Papa Emeritus is played by GHOST lead singer and founder Tobias Forge, who is purportedly replaced by a new Papa for each GHOST album.

Forge has spent the last few weeks working on GHOST’s fourth album for a tentative April 2018 release.

He told Metal Wani earlier in the year that the disc would be “darker” than “Meliora”, “because it’s thematically set in a darker setting. ‘Meliora’ was supposed to reflect some sort of utopia/dystopia in the modern society, whereas this new one is gonna be a little bit more apocalyptic, a little bit more back to the medieval times, which, obviously, is associated with darkness. ”

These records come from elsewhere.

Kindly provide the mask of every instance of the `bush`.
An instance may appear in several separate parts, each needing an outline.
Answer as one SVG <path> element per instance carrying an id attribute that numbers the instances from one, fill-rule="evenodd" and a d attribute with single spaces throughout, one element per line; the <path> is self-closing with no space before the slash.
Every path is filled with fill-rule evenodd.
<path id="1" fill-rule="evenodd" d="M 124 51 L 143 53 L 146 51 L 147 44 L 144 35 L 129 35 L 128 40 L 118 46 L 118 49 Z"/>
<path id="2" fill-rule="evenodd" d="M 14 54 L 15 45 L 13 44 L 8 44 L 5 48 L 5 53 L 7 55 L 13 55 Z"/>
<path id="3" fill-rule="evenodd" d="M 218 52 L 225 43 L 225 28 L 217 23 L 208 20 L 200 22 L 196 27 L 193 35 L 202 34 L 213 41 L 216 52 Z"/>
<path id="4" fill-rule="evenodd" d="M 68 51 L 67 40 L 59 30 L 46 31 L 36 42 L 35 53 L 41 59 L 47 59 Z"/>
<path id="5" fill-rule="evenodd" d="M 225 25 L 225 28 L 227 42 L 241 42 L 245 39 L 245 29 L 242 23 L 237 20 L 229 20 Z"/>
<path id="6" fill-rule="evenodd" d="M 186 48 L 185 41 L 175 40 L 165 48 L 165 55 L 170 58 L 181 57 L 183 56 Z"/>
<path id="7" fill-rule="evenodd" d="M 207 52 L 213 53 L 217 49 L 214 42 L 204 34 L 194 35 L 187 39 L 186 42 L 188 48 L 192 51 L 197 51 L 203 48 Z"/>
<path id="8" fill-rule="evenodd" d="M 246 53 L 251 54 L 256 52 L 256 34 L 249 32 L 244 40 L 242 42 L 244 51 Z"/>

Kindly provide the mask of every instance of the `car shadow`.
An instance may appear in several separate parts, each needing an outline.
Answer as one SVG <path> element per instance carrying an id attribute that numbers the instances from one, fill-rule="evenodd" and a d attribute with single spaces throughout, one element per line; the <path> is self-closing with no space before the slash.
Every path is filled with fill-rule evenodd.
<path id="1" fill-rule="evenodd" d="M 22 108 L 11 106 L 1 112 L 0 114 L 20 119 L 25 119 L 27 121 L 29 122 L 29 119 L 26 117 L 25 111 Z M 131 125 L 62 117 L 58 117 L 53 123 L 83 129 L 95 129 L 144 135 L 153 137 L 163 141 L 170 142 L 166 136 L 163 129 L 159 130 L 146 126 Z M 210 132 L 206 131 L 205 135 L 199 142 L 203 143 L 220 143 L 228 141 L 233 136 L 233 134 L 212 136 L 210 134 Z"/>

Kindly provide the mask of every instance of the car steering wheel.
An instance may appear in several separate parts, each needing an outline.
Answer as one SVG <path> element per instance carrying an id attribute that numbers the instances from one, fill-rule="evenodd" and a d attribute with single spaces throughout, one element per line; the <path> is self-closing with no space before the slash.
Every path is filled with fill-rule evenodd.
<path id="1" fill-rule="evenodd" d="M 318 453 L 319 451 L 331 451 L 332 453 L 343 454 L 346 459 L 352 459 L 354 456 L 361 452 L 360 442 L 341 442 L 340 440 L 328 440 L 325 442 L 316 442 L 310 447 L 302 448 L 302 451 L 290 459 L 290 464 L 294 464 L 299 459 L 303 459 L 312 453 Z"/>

He continued: “Obviously, in metal, in extreme metal, you have a myriad of records that are thematically in the Middle Ages, but the idea for this new album is to combine… So where [other] records [covering similar lyrical themes are] drowned and surrounded and drenched in death, it’s gonna be a record about survival. So that constantly working with those polar, sort of, elements is also a difference, I guess, between… If you find a black metal record that is about the Plague and the death, you will have only death — everything is just black and everything just ends black. Whereas one of my driving forces writing a record like that is to write a record about the survival of that and the prosperity.”

Forge recently revealed his identity while responding to a lawsuit filed by four former members of GHOST, who accused him of cheating them out of their rightful share of the profits from the group’s album releases and world tours.